Coreference resolution is the task of clustering mentions in text that refer to the same underlying real world entities.
+-----------+ | | I voted for Obama because he was most aligned with my values", she said. | | | +-------------------------------------------------+------------+
“I”, “my”, and “she” belong to the same cluster and “Obama” and “he” belong to the same cluster.
Experiments are conducted on the data of the CoNLL-2012 shared task, which uses OntoNotes coreference annotations. Papers report the precision, recall, and F1 of the MUC, B3, and CEAFφ4 metrics using the official CoNLL-2012 evaluation scripts. The main evaluation metric is the average F1 of the three metrics.
|Model||Avg F1||Paper / Source||Code|
|Joshi et al. (2019)1||79.6||SpanBERT: Improving Pre-training by Representing and Predicting Spans||Official|
|Joshi et al. (2019)2||76.9||BERT for Coreference Resolution: Baselines and Analysis||Official|
|Kantor and Globerson (2019)||76.6||Coreference Resolution with Entity Equalization||Official|
|Fei et al. (2019)||73.8||End-to-end Deep Reinforcement Learning Based Coreference Resolution|
|(Lee et al., 2017)+ELMo (Peters et al., 2018)+coarse-to-fine & second-order inference (Lee et al., 2018)||73.0||Higher-order Coreference Resolution with Coarse-to-fine Inference||Official|
|(Lee et al., 2017)+ELMo (Peters et al., 2018)||70.4||Deep contextualized word representations|
|Lee et al. (2017)||67.2||End-to-end Neural Coreference Resolution|
 Joshi et al. (2019): (Lee et al., 2017)+coarse-to-fine & second-order inference (Lee et al., 2018)+SpanBERT (Joshi et al., 2019)
 Joshi et al. (2019): (Lee et al., 2017)+coarse-to-fine & second-order inference (Lee et al., 2018)+BERT (Devlin et al., 2019)

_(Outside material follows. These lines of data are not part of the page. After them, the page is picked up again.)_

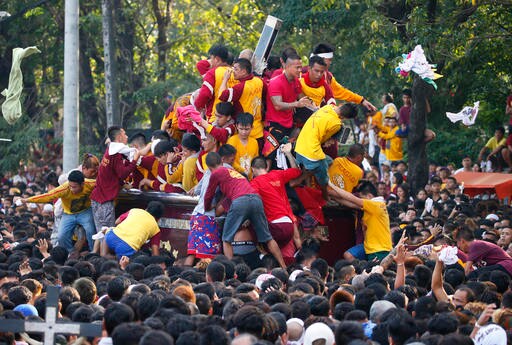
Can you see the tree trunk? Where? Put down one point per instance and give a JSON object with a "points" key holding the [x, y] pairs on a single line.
{"points": [[109, 49], [417, 176]]}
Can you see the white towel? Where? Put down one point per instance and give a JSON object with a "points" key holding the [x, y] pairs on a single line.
{"points": [[125, 150], [11, 108]]}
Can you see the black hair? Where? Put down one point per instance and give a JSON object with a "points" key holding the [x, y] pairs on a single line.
{"points": [[213, 160], [287, 52], [245, 119], [227, 150], [323, 48], [191, 142], [76, 176], [156, 337], [259, 162], [346, 331], [113, 132], [216, 271], [165, 146], [315, 59], [160, 134], [219, 51], [156, 209], [292, 57], [443, 323], [138, 137], [116, 314], [244, 64], [225, 108]]}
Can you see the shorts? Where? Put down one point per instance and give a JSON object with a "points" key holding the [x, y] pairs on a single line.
{"points": [[203, 237], [248, 206], [358, 252], [120, 247], [319, 168], [282, 233], [104, 214]]}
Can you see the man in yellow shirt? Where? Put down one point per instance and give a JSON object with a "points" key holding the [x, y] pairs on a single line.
{"points": [[245, 145], [494, 147], [323, 125], [133, 229], [76, 202], [377, 237], [394, 150], [345, 172]]}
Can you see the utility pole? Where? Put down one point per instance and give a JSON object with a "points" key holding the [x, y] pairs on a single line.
{"points": [[71, 86], [109, 48]]}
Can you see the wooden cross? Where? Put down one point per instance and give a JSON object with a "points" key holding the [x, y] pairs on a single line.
{"points": [[51, 326]]}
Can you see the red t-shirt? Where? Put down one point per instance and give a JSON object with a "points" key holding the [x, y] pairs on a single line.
{"points": [[483, 253], [271, 188], [289, 91], [231, 183]]}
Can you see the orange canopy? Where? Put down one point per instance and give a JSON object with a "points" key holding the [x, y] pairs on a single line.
{"points": [[477, 183]]}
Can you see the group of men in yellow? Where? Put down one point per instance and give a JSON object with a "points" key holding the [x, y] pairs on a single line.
{"points": [[241, 116]]}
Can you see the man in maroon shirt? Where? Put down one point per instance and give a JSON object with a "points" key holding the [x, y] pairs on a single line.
{"points": [[245, 204], [486, 256], [117, 164]]}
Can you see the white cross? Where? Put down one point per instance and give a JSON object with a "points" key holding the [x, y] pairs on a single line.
{"points": [[50, 326]]}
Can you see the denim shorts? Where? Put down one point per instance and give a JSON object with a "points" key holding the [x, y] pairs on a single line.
{"points": [[319, 168], [120, 247]]}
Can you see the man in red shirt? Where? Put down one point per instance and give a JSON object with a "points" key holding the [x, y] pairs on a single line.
{"points": [[245, 204], [283, 97], [271, 186], [209, 91], [118, 162]]}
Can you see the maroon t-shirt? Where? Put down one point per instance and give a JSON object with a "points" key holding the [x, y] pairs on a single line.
{"points": [[483, 253], [231, 183]]}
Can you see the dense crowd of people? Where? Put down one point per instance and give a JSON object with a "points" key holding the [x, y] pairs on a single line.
{"points": [[431, 266]]}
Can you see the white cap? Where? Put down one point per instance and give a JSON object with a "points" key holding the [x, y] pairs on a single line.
{"points": [[491, 335], [318, 331], [262, 278], [294, 275], [492, 216]]}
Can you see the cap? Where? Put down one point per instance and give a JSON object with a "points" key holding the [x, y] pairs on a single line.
{"points": [[261, 278], [378, 308], [26, 310], [318, 331], [492, 216], [491, 335]]}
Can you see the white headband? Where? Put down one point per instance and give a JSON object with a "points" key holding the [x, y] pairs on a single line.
{"points": [[324, 55]]}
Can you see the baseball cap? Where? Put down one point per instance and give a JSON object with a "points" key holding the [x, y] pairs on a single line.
{"points": [[491, 335], [26, 310], [318, 331]]}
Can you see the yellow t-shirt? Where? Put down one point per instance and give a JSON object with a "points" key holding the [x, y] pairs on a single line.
{"points": [[378, 233], [317, 130], [71, 203], [189, 173], [394, 150], [244, 153], [345, 174], [492, 144], [138, 227]]}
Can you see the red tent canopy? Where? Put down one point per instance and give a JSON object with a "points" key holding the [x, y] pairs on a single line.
{"points": [[477, 183]]}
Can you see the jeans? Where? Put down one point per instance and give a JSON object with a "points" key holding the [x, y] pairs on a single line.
{"points": [[68, 224]]}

Gendered Ambiguous Pronoun Resolution
Experiments are conducted on GAP dataset. Metrics used are F1 score on Masculine (M) and Feminine (F) examples, Overall, and a Bias factor calculated as F / M.
|Model||Overall F1||Masculine F1 (M)||Feminine F1 (F)||Bias (F/M)||Paper / Source||Code|
|Attree et al. (2019)||92.5||94.0||91.1||0.97||Gendered Ambiguous Pronouns Shared Task: Boosting Model Confidence by Evidence Pooling||GREP|
|Chada et al. (2019)||90.2||90.9||89.5||0.98||Gendered Pronoun Resolution using BERT and an extractive question answering formulation||CorefQA|